Album: Clicks & Cuts 3

Label: Mille Plateaux

Review date: Apr. 3, 2003

The Cutting Room Floor


For a time, Mille Plateaux was the cream of the crop of indie dance labels, producing a stream of blissful IDM records that tickled the senses and moved the mind. All of a sudden, hipster record collectors and E’d up ravers alike were turning their ears to Germany, catching every beat to hit the street. With the halcyon days of the Berlin club scene long gone, there was a new sound rising from the Rhone and Mille Plateaux was there chronicling the growth of glitch.

The Clicks & Cuts series became a great way of introducing the world to this new, melodic, experimental side of European dance music. Toss a bunch of artists together, add some zippy, computer-generated artwork and voila! The concept worked well, with the discs even managing to net a fair amount of press in the club-retarded confines of the US.

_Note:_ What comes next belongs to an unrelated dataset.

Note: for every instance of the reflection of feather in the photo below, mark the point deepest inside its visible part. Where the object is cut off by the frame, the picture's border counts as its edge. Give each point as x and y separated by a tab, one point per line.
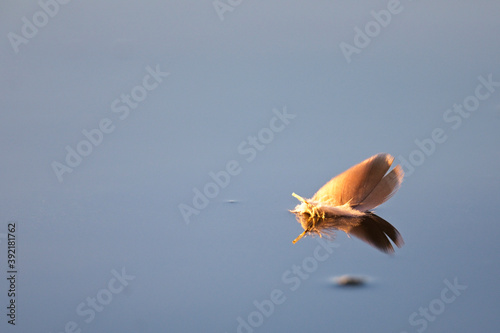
344	203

The collection really hit its stride with the second volume, a sprawling, three-disc set of padded drum thumps and glittering electronics. Tossed together into a lavishly packaged set, the album became a classic for late night drivers, crashing clubbers and intellectuals content with staying far away from the dancefloor.

So what went wrong?

Two years after Volume 2, Mille Plateaux’s third offering is a major letdown. Gone is the dizzying experimentalism of the first two collections, replaced by a poppy mass of sputtering club cuts. Gone too, is the sense that the music contained is a cutting-edge commodity. While the first two volumes featured extensive liner notes and essays detailing the rise of glitch, Volume 3 contains not a peep of philosophy to back the aural output. While still packed with many a star of the laptop scene, the true adventurers of Volume 1 and 2, like Kid 606, Pan Sonic and Pole, are nowhere to be found.

Musically, not much has changed -- and there lies the problem. Not only has experimentation taken the back seat to a bouncy dance pulse, the majority of the “cuts” sound incredibly stale. Boris Polonski rips things out of the rut a bit with his stuttering “Diffuse Daten in 5 Min,” and Swayzak make a pleasant return to form following their dismal Dirty Dancing, but the quality tracks are tough to pick out from the overwhelming banality of the whole.

At times, things get downright silly. Luomo’s electro-pop “Melt (agf/dlay edit)” sounds like a wussy 80s r&b cut, the kind of tune that found blasting from neon-lit redneck “dance” clubs and cheap strip joints.

More than anything, Clicks & Cuts 3 sounds like those shoddy, mid-90s compilations that would package up a bunch of played out UK hits and send them to the States in hope of creating an interest in dance culture. The tunes are stale and ancient, far from the innovation that stood for a few years before.

So what’s the reason for Mille Plateaux’s fall? Maybe the increased popularity of IDM music has simply brought exposure to so many labels and artists that one of the ones that started it all has become dated. Maybe it’s more to do with the recent focus on bands who are relinquishing the laptop to make more “traditionally” experimental music. Either way, Mille Plateaux is dangerously close to having Clicks & Cuts become the next Trance Europe Express.